Although the collection is titled ‘A Fairy Dance’, inspiration came partly from the traditional Manila shawl of Madrid. In the 18th Century, beautiful hand embroidered silk shawls made their way from China and featured peonies, pagodas and dragons. However soon the patterns changed from their Chinese essence to accommodate the Spanish taste of birds, butterflies and roses.

Palomino’s collection is a mix of these patterns, from oriental patterns of pagodas on bold red gowns to the laser cut white appliqué butterfly and floral motifs on black gowns. 
But a fairy dance feel was there in the lightness and the ethereal movement of the fabrics, the cobweb sleeves and bodies adorned with floral embroidery and the wonderful flora and fauna headpieces by Angel Amor.


Israeli born Inbar took her SS12 inspiration from the theme of nightmares and hell of her own hometown which was destroyed by fire this year.  Focusing more on the fear which is mixed with happiness at a large gathering such as a wedding, her collection was not as darkly gothic as I expected. In fact the colour palette was gold, white, dusty pink and pale green with only a smattering of black.

Creating a Goth like royal court, the first models wore voluminous gold and silver brocade faux leather jackets and coats over frothy tulle skirts.  No straight lines here but wavy zip fasteners and undulating padded sleeves.

The darker side appeared in tulle strips wrapped around metallic faux leather and lace dresses like bandages, whilst diaphanous metallic embossed lace dresses clung to the body in uneven folds giving the impression of scarred tissue.

It was the honeycomb tulle dresses that fascinated me, loved the fullness, the texture, the look and how they bounced as the models walked. A white floor length tulle dress wound its honeycomb self around a model like a giant swirling meringue.  Thinking that this was the finale dress as how could you top that? To prove me wrong, a golden faux leather dress appeared with a floor length honeycomb skirt instantly reminding me of a beautiful 3D bell decoration you hang up at Christmas. This dress needed respect as it bounced and moved to its own tune, and the model had no option but to move slowly providing us with a great opportunity to see the intricate laser cut perforation designs. 


Not titled ‘A Wolf in Sheep’s Clothing ‘ but ‘A Wolf in Lambs Clothing’, it was every little girls dream from the runway with arches made of pastel coloured balloons, the gaggle of little ballerinas pirouetting in the middle and the bigger girls in blonde wigs and pastel satin baby doll slips playing with lipstick and powder puffs.  

The models emerged in childlike inspired clothes, blue pinafore dress with large multi coloured buttons layered over a multi coloured checked dress with tie, red skirt with heart shaped pockets and a smiley face heart shaped bib , pink leotard with bloomers peeping through.

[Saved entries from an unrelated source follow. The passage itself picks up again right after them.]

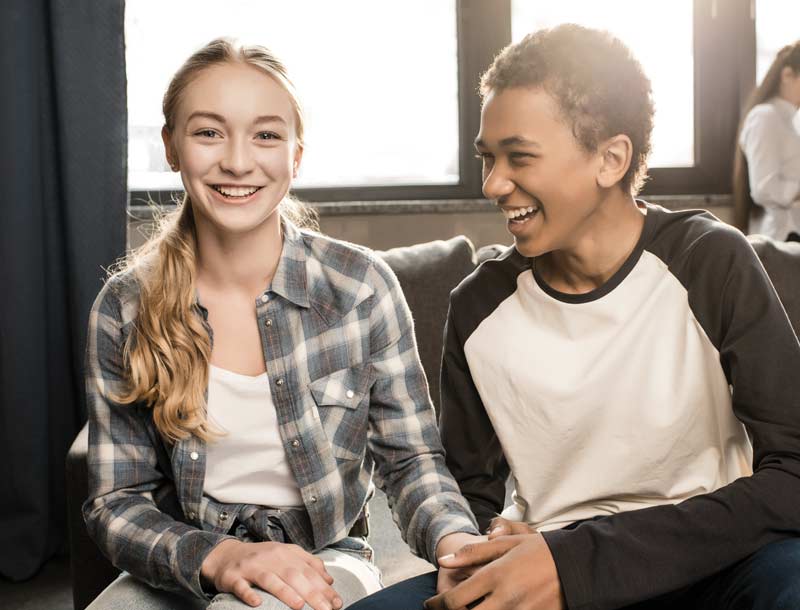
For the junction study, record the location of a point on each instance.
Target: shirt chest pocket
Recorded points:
(342, 400)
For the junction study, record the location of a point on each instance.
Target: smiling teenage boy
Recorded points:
(632, 368)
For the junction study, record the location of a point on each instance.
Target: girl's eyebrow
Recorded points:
(269, 118)
(206, 115)
(266, 118)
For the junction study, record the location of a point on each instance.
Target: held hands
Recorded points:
(514, 570)
(447, 577)
(285, 571)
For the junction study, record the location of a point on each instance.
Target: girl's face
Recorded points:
(234, 142)
(790, 85)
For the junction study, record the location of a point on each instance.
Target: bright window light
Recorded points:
(665, 50)
(378, 82)
(776, 26)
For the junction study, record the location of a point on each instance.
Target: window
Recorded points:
(390, 88)
(776, 26)
(666, 54)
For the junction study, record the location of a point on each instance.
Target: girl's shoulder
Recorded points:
(118, 299)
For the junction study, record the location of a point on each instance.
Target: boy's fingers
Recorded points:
(463, 594)
(503, 527)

Slightly more grown up was the next procession of models in 18th century French court inspired garments – baby blue coat dress embellished in gold brocade but with cheeky powder puffs peeping out of the breast pockets, and a baby pink leotard with short cape attachment and blue lacy blouse underneath.  There were cheeky elements in the guise of a white crystal embellished bustier style leotard with fluffy skirt and a baby pink cardigan with peek-a-boo holes revealing a sequined bra underneath.  

All gloriously over the top and very  sugar and spice even down to the wedge shoes which were trimmed with metallic frills top and bottom and looking very much like slices of cake.